Языки не издают свиста; красный лоскут не шевелится. Нечего говорить друг другу, — все знают, чего они хотят.
Сердца переполнены жаждой борьбы, — переполнены также и карманы.
Если обыскать эту громадную толпу, у нее нашли бы всевозможные наборы инструментов и всякие кухонные принадлежности: ножи, сверла, резаки, клинки, воткнутые в пробки, но готовые каждую минуту освободиться от них, чтобы проткнуть шкуру какого-нибудь шпика. Только бы он попался... с ним уж расправятся!
И пусть берегутся полицейские крючки. Если они обнажат сабли, мы зазубрим орудия труда об их орудия убийства.
Для белоручек тоже нашлось дело, и дорогие, изящные пистолеты становятся влажными в разгоряченных, затянутых в перчатки руках.
Порой заостренная, как кинжал, мордочка какого-нибудь из этих инструментов или пасть одного из револьверов выглядывают из-под пальто или из-под плохо застегнутого сюртука. Но никто не обращает на это внимания. Напротив, даже дают понять с гордой улыбкой, что они тоже могут и хотят ответить как следует не только полиции, но и войскам.
Но безмолвствует полиция... Невидимы войска...
Это заставляет меня призадуматься. А вдруг в нас начнут сейчас стрелять откуда-нибудь сбоку, из дома с запертыми дверями и закрытыми ставнями, при первом же крике против империи, вырвавшемся у какого-нибудь пламенного республиканца или брошенном провокатором?
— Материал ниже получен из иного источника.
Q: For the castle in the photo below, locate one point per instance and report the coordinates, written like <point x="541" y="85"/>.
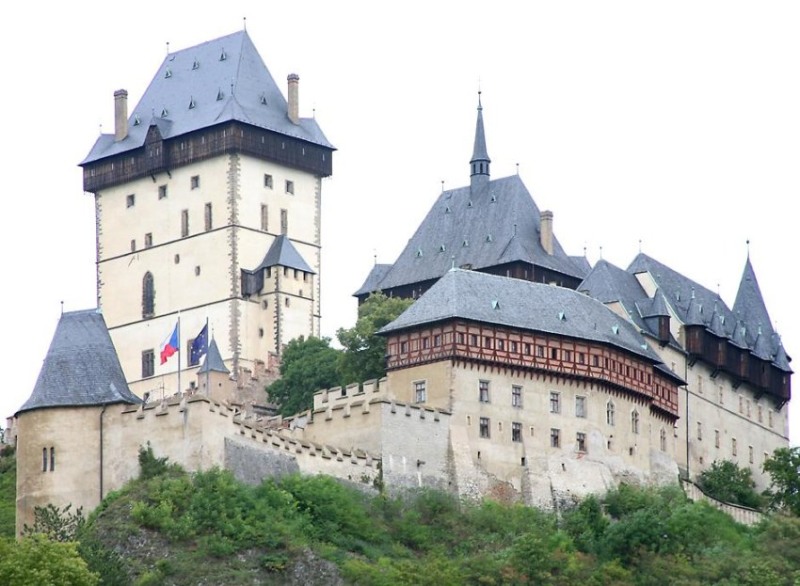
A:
<point x="519" y="372"/>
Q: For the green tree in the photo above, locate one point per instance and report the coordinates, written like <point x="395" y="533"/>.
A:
<point x="35" y="560"/>
<point x="727" y="482"/>
<point x="364" y="355"/>
<point x="783" y="468"/>
<point x="307" y="365"/>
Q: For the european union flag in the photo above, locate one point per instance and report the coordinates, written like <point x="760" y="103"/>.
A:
<point x="199" y="346"/>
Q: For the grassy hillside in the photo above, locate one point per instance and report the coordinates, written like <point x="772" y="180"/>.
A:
<point x="173" y="528"/>
<point x="8" y="491"/>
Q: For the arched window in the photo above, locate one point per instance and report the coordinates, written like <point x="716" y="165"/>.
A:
<point x="148" y="296"/>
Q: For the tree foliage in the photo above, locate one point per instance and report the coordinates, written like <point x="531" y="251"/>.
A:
<point x="36" y="560"/>
<point x="57" y="524"/>
<point x="364" y="355"/>
<point x="783" y="468"/>
<point x="307" y="365"/>
<point x="727" y="482"/>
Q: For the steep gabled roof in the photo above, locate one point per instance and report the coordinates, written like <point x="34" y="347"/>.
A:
<point x="217" y="81"/>
<point x="524" y="305"/>
<point x="610" y="284"/>
<point x="747" y="326"/>
<point x="81" y="367"/>
<point x="481" y="226"/>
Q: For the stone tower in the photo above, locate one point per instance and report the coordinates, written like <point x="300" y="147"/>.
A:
<point x="207" y="202"/>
— Тем лучше! — говорит мой сосед, похожий на карбонария. — Буржуазия выползла из своих лавок и примкнула к народу. Теперь она — наша пленница, и мы будем держать ее перед жерлами пушек до тех пор, пока ее не распотрошат, как нас. Тогда она взвоет от боли и первая подаст сигнал к восстанию. Нам останется только ловко овладеть движением и перестрелять всю банду: буржуа и бонапартистов!
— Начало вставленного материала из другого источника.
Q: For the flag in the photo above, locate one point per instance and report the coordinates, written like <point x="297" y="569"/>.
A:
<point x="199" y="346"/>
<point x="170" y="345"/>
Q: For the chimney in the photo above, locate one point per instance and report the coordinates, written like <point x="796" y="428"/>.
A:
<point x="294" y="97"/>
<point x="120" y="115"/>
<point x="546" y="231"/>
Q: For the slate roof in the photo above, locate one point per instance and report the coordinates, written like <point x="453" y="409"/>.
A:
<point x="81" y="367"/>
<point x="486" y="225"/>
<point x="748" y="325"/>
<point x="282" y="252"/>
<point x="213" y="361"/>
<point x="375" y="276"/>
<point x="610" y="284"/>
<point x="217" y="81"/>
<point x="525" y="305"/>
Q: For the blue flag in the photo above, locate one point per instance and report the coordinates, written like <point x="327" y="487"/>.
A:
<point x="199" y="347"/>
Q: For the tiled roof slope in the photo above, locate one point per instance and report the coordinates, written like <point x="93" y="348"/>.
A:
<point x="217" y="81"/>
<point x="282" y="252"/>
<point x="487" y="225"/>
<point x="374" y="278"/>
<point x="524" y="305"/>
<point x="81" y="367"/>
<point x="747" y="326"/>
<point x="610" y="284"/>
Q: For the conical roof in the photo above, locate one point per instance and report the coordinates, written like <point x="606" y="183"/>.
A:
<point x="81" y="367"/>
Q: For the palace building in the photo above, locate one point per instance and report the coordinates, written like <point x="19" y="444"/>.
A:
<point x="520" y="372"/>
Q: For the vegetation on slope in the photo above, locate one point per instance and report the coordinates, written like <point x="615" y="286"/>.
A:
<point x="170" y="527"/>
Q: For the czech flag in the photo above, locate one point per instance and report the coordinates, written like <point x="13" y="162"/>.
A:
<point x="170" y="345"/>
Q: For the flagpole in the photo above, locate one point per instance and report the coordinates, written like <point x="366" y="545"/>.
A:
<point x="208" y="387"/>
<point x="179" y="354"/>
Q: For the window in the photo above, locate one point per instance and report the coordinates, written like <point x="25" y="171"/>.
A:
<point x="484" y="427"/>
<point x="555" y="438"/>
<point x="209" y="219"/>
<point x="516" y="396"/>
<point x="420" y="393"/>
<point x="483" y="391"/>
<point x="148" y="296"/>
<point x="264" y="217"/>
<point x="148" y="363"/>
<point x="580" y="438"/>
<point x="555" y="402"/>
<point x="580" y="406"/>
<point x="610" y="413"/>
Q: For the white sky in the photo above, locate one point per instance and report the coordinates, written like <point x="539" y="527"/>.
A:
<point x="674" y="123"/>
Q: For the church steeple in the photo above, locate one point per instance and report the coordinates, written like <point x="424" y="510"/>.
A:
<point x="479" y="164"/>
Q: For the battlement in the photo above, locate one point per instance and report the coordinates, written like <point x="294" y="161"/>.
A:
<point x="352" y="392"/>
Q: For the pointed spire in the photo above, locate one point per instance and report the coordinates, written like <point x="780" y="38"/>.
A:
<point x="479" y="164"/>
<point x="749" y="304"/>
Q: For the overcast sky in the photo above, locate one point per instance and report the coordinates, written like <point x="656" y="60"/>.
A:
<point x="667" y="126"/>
Серьезное лицо обращено в нашу сторону, сморщенная рука опускается на мое плечо. Это — Мабилль. Он пришел как раз вовремя, чтобы услышать теорию избиения этого алгебраиста, — теорию, которую он вполне одобряет, кивая своей седой головой.
Я спрашиваю его, вооружен ли он.
— Нет. Лучше будет, если меня убьют безоружного. Сентиментальные люди наговорят много громких и красивых слов о беззащитном старике, убитом пьяными солдатами. Это будет очень хорошо, поверьте мне!.. Ах, если б только пролилась кровь, — закончил он, и его голубые глаза светились кротостью.
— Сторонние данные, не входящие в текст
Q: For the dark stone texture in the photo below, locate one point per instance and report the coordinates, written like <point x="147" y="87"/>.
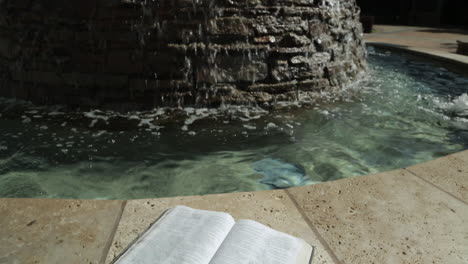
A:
<point x="177" y="52"/>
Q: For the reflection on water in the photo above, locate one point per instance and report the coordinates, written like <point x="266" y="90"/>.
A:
<point x="406" y="112"/>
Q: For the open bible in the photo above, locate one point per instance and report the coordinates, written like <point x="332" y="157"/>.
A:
<point x="188" y="236"/>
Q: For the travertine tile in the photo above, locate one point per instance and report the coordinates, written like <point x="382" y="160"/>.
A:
<point x="391" y="217"/>
<point x="55" y="231"/>
<point x="448" y="173"/>
<point x="272" y="208"/>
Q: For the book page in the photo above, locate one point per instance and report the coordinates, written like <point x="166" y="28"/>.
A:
<point x="182" y="236"/>
<point x="252" y="242"/>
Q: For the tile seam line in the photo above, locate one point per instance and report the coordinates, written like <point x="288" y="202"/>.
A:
<point x="435" y="186"/>
<point x="112" y="233"/>
<point x="314" y="230"/>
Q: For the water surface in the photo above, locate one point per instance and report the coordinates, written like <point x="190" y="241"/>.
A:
<point x="406" y="112"/>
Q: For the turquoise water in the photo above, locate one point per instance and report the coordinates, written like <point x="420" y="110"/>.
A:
<point x="405" y="112"/>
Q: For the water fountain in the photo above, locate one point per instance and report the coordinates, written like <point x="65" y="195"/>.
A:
<point x="177" y="52"/>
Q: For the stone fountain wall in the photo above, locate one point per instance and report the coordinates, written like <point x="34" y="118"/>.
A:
<point x="177" y="52"/>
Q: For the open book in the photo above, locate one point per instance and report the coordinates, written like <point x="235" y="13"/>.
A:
<point x="188" y="236"/>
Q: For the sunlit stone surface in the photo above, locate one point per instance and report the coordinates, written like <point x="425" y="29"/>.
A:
<point x="178" y="52"/>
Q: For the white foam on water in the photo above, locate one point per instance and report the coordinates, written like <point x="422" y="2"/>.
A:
<point x="457" y="107"/>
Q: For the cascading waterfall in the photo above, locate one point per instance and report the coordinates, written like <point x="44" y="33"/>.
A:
<point x="142" y="53"/>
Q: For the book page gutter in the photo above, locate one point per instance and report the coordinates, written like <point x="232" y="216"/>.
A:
<point x="184" y="236"/>
<point x="252" y="242"/>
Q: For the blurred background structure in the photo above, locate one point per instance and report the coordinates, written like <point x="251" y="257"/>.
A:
<point x="439" y="13"/>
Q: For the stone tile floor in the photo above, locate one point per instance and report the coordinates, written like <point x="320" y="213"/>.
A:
<point x="413" y="215"/>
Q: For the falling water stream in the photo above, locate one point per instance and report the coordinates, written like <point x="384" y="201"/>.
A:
<point x="405" y="112"/>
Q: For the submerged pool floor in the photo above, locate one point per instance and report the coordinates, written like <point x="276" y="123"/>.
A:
<point x="405" y="112"/>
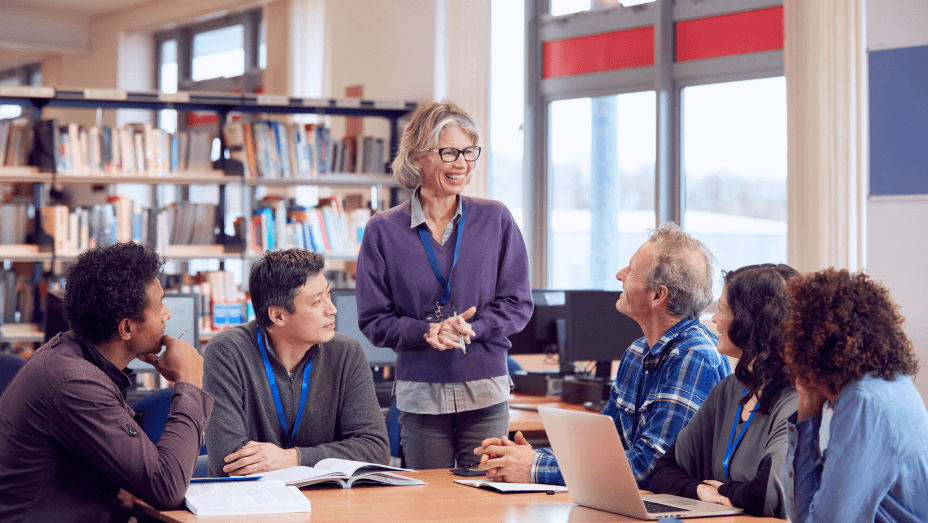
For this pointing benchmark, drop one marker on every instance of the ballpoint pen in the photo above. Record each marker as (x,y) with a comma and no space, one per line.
(460,336)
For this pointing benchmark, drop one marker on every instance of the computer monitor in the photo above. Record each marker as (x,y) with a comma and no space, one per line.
(596,331)
(540,333)
(185,316)
(55,319)
(346,322)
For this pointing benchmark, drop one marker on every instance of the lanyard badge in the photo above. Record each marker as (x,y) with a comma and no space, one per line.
(437,316)
(276,393)
(732,441)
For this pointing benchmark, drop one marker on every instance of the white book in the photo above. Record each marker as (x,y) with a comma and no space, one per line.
(344,472)
(244,497)
(502,486)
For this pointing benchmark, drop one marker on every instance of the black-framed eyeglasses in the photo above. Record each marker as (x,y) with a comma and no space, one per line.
(450,154)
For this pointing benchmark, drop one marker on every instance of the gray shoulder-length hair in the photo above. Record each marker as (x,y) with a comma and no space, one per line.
(684,265)
(422,133)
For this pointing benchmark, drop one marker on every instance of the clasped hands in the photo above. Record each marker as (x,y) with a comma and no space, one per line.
(507,460)
(708,491)
(445,335)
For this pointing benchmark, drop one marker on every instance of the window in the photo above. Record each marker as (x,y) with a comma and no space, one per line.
(566,7)
(601,161)
(219,53)
(734,166)
(640,115)
(30,74)
(223,54)
(167,82)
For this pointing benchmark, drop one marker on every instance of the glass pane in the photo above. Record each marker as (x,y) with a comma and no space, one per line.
(602,153)
(734,167)
(564,7)
(219,53)
(167,82)
(507,65)
(262,44)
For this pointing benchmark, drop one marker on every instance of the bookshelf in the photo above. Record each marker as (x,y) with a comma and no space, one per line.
(224,173)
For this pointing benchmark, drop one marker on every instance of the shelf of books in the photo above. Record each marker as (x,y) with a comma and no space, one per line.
(261,152)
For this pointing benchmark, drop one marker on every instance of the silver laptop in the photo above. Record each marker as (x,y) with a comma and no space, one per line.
(593,463)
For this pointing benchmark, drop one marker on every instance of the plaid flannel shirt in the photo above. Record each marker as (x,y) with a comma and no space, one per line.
(673,378)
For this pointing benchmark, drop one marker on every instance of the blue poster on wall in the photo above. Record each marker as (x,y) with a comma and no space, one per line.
(899,121)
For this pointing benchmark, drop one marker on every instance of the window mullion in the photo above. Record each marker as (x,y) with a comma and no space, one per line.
(667,177)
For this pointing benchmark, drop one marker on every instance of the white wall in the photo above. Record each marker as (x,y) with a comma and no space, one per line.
(384,45)
(897,248)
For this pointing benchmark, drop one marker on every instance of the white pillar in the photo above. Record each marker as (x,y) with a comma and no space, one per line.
(826,81)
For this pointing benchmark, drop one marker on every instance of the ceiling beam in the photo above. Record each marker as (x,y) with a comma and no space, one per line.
(31,30)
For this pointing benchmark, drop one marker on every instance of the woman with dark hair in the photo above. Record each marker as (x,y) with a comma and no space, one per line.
(733,449)
(845,345)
— Нам стоит только выстрелить первыми.
— Нет! Нет! Пусть начнут шаспо![112]
Пассаж Массена
Риго, я и еще несколько человек прошли сквозь расступившуюся перед нами толпу.
Она не горда и не обижается, когда ее обгоняют. В часы великих решений она любит, чтобы ее возглавляли живые лозунги, известные ей личности, с именем которых связана определенная программа.
Что происходит?
Какой-то колосс, взобравшись на соломенный стул, словами и кулаками защищает входную решетку от авангарда кортежа.
Это — старший Нуар, тот, что накануне соглашался выдать еще теплое тело своего брата, чтобы зажечь восстание.
Он остыл вместе с покойником.
И сегодня он отказывается выдать гроб Флурансу;[113] бледный, с горящими глазами, тот требует его для нужд революции, с тем чтобы погребальная процессия прошла через весь Париж, — потому что дышлом похоронных дрог можно будет, как тараном, украшенным мертвой головой, пробить брешь в стенах Тюильри.
Эти стены могут рухнуть еще до наступления ночи, если не упустить случай и повернуть в сторону Пер-Лашеза[114] лошадей процессии, стоящих головой по направлению к кладбищу Нейи.